I also love how the characters seem to take on a life of their own. I once listened to the great Ian Rankin explaining how his characters had minds of their own and even he, as their creator, was sometimes surprised by how they drove the story. I’ve experienced this myself… let’s just say, I’m as amazed by some of their actions as you the readers are!

Holding a Mirror to Society

But crime fiction isn’t just about the mechanics of a mystery. It is, in many ways, a social commentary. Every crime committed in a story says something about the world in which it happens. Every victim, every suspect, every detective carries with them the imprint of society’s anxieties, injustices, and fears.

When I write, I’m not only asking “Who did it?” I’m also asking, “What does this say about us?” Why do we fear certain crimes more than others? How do power, privilege, and prejudice shape our ideas of guilt and innocence? In my novel Witness, for example, I explore what it means to speak up and be heard, what it means to be a woman and a mother and a partner, and what it costs to stay silent. Those are questions rooted not just in fiction, but in the world we live in every day.

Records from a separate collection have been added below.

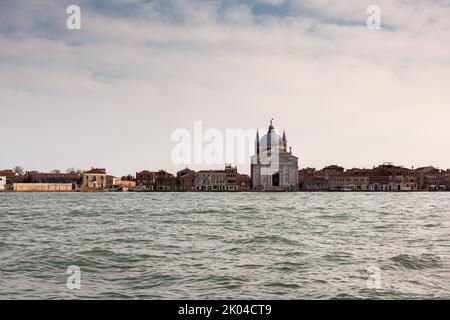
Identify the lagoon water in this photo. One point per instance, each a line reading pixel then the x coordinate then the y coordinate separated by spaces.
pixel 225 245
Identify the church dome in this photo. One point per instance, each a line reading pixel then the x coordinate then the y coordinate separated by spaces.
pixel 271 140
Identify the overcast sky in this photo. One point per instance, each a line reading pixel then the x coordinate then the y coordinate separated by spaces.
pixel 112 93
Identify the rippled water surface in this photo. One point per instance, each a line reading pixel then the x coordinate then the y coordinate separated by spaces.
pixel 225 245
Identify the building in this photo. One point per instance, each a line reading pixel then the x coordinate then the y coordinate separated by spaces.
pixel 388 177
pixel 431 178
pixel 42 187
pixel 273 167
pixel 230 178
pixel 317 183
pixel 145 181
pixel 165 181
pixel 94 180
pixel 112 182
pixel 243 182
pixel 210 180
pixel 10 178
pixel 186 180
pixel 56 178
pixel 2 183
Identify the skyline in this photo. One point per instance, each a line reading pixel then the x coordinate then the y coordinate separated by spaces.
pixel 112 93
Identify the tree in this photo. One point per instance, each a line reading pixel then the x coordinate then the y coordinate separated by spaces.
pixel 19 170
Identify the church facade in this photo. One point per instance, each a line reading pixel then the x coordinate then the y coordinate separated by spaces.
pixel 273 167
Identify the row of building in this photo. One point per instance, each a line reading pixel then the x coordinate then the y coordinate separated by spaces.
pixel 97 179
pixel 385 177
pixel 273 168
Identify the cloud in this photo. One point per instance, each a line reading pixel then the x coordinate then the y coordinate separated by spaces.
pixel 138 70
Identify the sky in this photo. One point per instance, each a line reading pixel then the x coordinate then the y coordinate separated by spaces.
pixel 112 94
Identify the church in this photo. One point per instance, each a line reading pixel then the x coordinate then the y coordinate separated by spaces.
pixel 273 167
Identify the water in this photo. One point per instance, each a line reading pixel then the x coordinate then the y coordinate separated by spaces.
pixel 225 245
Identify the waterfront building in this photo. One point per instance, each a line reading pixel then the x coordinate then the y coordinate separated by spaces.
pixel 10 177
pixel 57 178
pixel 112 182
pixel 447 179
pixel 332 170
pixel 431 178
pixel 210 180
pixel 273 167
pixel 186 180
pixel 145 181
pixel 42 187
pixel 243 182
pixel 231 178
pixel 165 181
pixel 2 183
pixel 94 180
pixel 388 177
pixel 316 183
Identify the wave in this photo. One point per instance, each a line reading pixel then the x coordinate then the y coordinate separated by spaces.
pixel 424 261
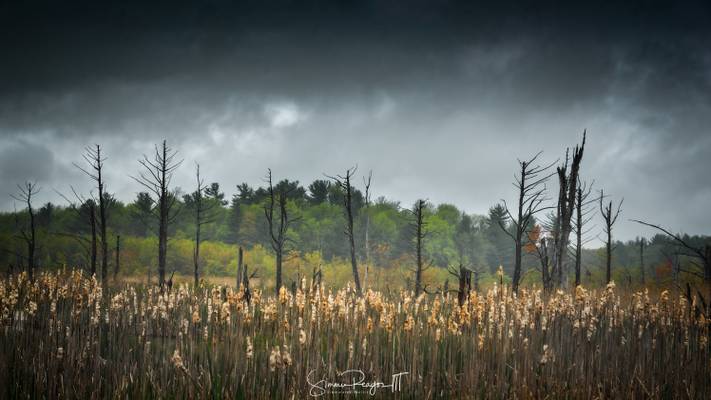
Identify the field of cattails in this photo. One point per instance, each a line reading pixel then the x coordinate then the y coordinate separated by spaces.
pixel 63 337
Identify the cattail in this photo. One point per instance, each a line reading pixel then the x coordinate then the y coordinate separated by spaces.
pixel 250 349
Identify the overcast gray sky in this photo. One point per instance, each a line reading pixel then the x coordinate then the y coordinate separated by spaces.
pixel 439 99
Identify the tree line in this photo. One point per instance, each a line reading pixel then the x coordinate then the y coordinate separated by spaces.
pixel 542 233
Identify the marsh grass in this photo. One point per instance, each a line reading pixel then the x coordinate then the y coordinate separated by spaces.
pixel 61 337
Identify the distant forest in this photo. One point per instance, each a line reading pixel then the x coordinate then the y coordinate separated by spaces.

For me, crime fiction becomes a safe space to wrestle with unsafe truths. It allows us to confront fear, betrayal, and injustice in the controlled space of a story, to shine a light on the shadows we might otherwise ignore.

Writing for the Reader

Of course, I don’t write in isolation. Crime fiction is nothing without its readers. One of the reasons I am drawn so powerfully to the genre is the way it pulls readers in as co-creators. When you pick up a crime novel, you are not a passive observer, you become the detective, weighing clues, questioning motives, anticipating twists. This is one of the real challenges for me; how do I make sure my work stands up to scrutiny of people who are fundamentally interested in pulling things to pieces? I hope I achieve it by making people forget that that’s what they like to do, by carrying them along in the story.

I love writing stories that invite readers to play that game with me. I want them to feel the jolt of suspense, the shiver of dread, the deep satisfaction of seeing order restored, or the lingering unease when it isn’t. I still get comments on the end of Between the Lines, and it sometimes makes me wonder if I shouldn’t have left it there, but I like that mystery. If a reader tells me my story kept them awake at night, or made them question everything they thought they knew about a character, then I feel I’ve succeeded.

Ultimately, I write crime fiction because it allows me to explore the human condition in all its complexity, the darkness and the resilience, the secrets and the truths. It grips me as a writer, and I hope it grips my readers just as tightly.

Crime fiction, at its best, isn’t simply about crime. It’s about us.